09:45 status reports


Building and publishing images. We agreed for some things last years, we need
to keep working on those

Account ownership. DDs (or people interested in working on Clouds) should be
able to have access to appropriate accounts

Only single variant of image, or many (e.g. minimal, full, integrated with vendor
stuff?)

Publish as ready-to-use or also to download (e.g. on get.d.org, cloud.d.o).
Related to this - publishing images to OpenStack. API, hooks
Supervised or automatic push?

Status on variuos clouds
We have 4 clouds represented in the room.

Azure
=====
D is running fine, growing in usage and popularity.
Support needs addressing. Different policies. Timelines of supports?
Cloud kernel - good, interesting, beneficial. Already used for some images
on Azure
Official images are still built using custom scripts, not FAI. Script derived
from Openstack script.
SDK, daemons, CLI: own repository. Do we try to integrate it into Debian repositories?
Update speed
Cloud init - not currently using it, but customers are asking
Road map to move to common set of tools (esp. FAI)
 * For consistency
 * Easy for end users to build custom images based on official configs
   * Should evangelise doing this!
Daily Images are removed after 14 days after release

GCE
===
D is still the default image
Still having pain getting guest code into Debian
 * Currently own repository and package for both guest (https://github.com/GoogleCloudPlatform/compute-image-packages) and SDK.
 * The SDK will possibly never will be part of Debian but the guest will be and is in process of being added as a Debian package (https://salsa.debian.org/debian/google-compute-image-packages)
 * The SDK (gcloud) is not needed to use the images and is optional for users.
Don't really care about cloud-init, but some users do.
 * Slow, (adds an average of 5 seconds to boot time), only boot-time config (not runtime)
 * Too many dependencies, hard to maintain.
 * Not against cross-distro, cross-platform tool, but existing one is not good enough.
UEFI wanted, with Secure Boot
Still using bootstrap-vz for now, going to move to FAI for buster+.
Buster image with FAI has issues - can we resolve?
Maintaining GCE guest SW in Debian is a worry
Security and EOL notices
 * Reasonable (6m?) notice for EOL of a release
 * GCE's concept of deprecating images: image is not recommended or chosen by default, but users can choose it (by choosing to see deprecated images) and use it with warnings
 * Deprecation of weekly images (the same for all clouds) (Azure deletes them after 14 days)
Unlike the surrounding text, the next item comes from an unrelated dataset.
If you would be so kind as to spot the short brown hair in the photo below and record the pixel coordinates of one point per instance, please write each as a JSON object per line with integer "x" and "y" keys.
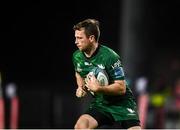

Is Debian enterprise distro? Companies support (financially) LTS 

AWS
===
Stretch generated using FAI, regenerated regularly
Users use marketplace or other way (without statistics via marketplace)
D is default for Kubernetes COPS - suggests good quality of images. But uses Jessie with backported kernel
We (most probably) run on all instance types.
Problems with gov cloud. Requires paperwork; ownership of account by D should help here
cloud-init and aws cli is included in the image
not using the cloud kernel yet, missing a couple of drivers? see BTS
Things are stable, quite OK

Openstack
=========
Still using the old build script, but happy to move to FAI (with help!)
Building regularly for Jessie and Stretch, and weekly buster builds
amd64 and arm64
Kernel usage. Currently used backported, suggestion not to use cloud kernel.
Open Stack requires more drivers.
Many platforms (Xen, kvm, etc.). But not all supported (only kvm, or more?)
We might not support everything, but users can build (and maintain) their own variants or configurations
virtio is covered (what does it mean)
Basic support for arm64
Still wanting to add ppc64el (and s390x?)
Brasilian university providing access to hardware?

Cloud kernel
============
Cloud kernel. Idea: small footprint, quick start. Removed many drivers (e.g. PCMCIA, etc.)
Bit of mismatch of expectations, e.g. removal of filesystems (AFS?)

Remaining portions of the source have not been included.